Our mission is both historic and prophetic. Historic in the sense that Jesus came not to be ministered unto, but to minister. Prophetic in the sense that "he that saith he abideth in him ought himself also so to walk, even as he walked"
(1 John 2:6). On Sabbath we come to worship, to repent, to praise, to pray, to testify, to fellowship, and to become spiritually reinforced and find grace to enter the fray of the marketplace. No challenge is more daunting than that of giving sacrificially of ourselves to help lift the hopes of those whose lives are steeped in the quagmire of unfulfilled expectations. The attractiveness of the Sabbath will reflect our earnest and untiring efforts for those marginalized citizens dwelling in the remote corners of society.

Ellen G. White offers reality in this wonderful passage: "The effort to bless others will react in blessings upon ourselves. This was the purpose of God in giving us a part to act in the plan of redemption.
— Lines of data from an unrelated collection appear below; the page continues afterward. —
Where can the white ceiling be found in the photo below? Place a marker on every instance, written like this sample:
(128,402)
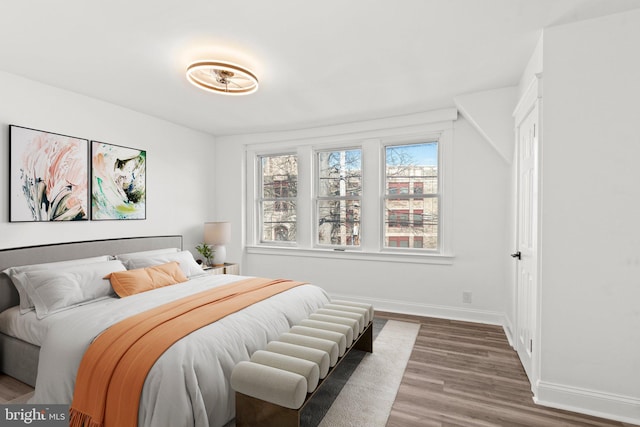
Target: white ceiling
(320,62)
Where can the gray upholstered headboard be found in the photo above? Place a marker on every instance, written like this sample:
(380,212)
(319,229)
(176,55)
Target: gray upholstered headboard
(73,250)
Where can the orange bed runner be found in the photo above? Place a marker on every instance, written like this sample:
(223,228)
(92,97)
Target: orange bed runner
(113,370)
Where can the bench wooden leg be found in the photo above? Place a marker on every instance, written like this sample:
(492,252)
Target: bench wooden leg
(252,412)
(365,342)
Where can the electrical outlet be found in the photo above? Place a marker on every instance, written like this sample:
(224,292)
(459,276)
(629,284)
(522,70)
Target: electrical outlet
(466,297)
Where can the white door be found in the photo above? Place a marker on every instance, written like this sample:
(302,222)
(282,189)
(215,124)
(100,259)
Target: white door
(527,130)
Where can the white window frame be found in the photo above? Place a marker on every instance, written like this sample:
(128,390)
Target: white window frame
(316,198)
(384,196)
(372,143)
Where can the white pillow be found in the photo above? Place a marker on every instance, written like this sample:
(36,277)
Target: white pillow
(25,302)
(143,254)
(60,289)
(188,265)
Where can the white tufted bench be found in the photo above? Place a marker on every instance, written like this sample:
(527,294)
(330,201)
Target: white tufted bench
(273,387)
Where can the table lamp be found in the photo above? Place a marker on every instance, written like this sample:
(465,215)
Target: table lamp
(217,234)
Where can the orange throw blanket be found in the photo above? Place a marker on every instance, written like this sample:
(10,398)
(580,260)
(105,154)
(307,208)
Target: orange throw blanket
(113,370)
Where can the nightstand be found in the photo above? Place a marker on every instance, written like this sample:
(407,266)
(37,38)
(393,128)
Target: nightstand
(227,268)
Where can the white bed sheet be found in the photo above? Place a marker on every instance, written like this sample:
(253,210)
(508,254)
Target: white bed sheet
(27,327)
(189,384)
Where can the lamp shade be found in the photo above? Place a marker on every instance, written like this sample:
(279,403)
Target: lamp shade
(217,233)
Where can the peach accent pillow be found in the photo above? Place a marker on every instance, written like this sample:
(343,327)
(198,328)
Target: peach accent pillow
(131,282)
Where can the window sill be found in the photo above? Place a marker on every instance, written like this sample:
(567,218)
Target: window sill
(353,254)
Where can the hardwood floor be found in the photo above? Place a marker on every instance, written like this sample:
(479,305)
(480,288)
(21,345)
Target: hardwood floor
(459,374)
(467,374)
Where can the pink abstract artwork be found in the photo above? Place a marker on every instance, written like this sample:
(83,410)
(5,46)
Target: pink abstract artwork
(49,176)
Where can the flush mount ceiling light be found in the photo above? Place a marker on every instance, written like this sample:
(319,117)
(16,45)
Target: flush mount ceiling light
(222,77)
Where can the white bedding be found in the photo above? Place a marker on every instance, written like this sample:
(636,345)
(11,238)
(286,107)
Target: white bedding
(189,384)
(27,327)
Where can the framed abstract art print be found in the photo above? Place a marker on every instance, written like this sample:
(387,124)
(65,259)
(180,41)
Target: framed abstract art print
(118,182)
(48,176)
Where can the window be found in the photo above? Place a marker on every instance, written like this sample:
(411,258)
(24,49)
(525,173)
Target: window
(357,192)
(338,201)
(277,201)
(411,196)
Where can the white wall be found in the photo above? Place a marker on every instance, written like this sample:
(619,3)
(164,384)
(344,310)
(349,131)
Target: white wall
(480,183)
(590,242)
(177,170)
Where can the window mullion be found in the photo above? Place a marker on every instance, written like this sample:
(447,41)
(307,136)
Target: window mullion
(305,197)
(370,221)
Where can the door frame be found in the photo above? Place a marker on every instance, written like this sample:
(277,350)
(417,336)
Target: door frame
(531,98)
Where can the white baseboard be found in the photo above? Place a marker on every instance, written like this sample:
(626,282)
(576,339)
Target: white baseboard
(508,330)
(428,310)
(591,402)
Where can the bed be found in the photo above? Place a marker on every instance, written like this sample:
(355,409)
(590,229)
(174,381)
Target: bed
(189,383)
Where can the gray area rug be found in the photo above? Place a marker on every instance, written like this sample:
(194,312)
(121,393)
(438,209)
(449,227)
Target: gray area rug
(317,407)
(367,396)
(361,390)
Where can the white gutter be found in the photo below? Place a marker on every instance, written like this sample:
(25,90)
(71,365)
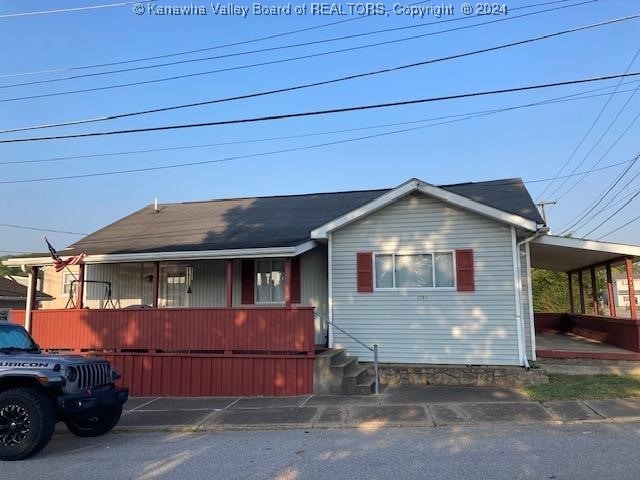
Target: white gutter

He has granted men the privilege of becoming partakers of the divine nature and, in their turn, of diffusing blessings to their fellow men. This is the highest honor, the greatest joy, that it is possible for God to bestow upon men. Those who thus become participants in labors of love are brought nearest to their Creator.

"God might have committed the message of the gospel, and all the work of loving ministry, to the heavenly angels. He might have employed other means for accomplishing His purpose. But in His infinite love He chose to make us coworkers with Himself, with Christ and the angels, that we might share the blessing, the joy, the spiritual uplifting, which results from this unselfish ministry."7

Perhaps we might even say at the conclusion of the worship service on Sabbath, "Now that the service is over, let the service begin."

_________________________
1 Abraham Joshua Heschel, The Sabbath: its meaning for modern man (New York: Farrar, Straus, and Giroux, 1995), p. 28.
2 Ibid., p. 29.
3 Ibid.
4 Hans Kung, On Being a Christian (New York: Doubleday, 1976), p. 559.
5 Henry Zylstra, Testament of Vision (Grand Rapids: Eerdmans, 1961), p. 93.
6 Robert Franklin, Another Day's Journey: Black churches confronting the American crisis (Minneapolis: Fortress Press, 1997).
7 Ellen White, Steps to Christ (Mountain View, Calif.: Pacific Press Pub. Assn., 1956), p. 79.

_________________________
Frank W. Hale, Jr., is vice provost, professor emeritus, and distinguished consultant at Ohio State University in Columbus, Ohio.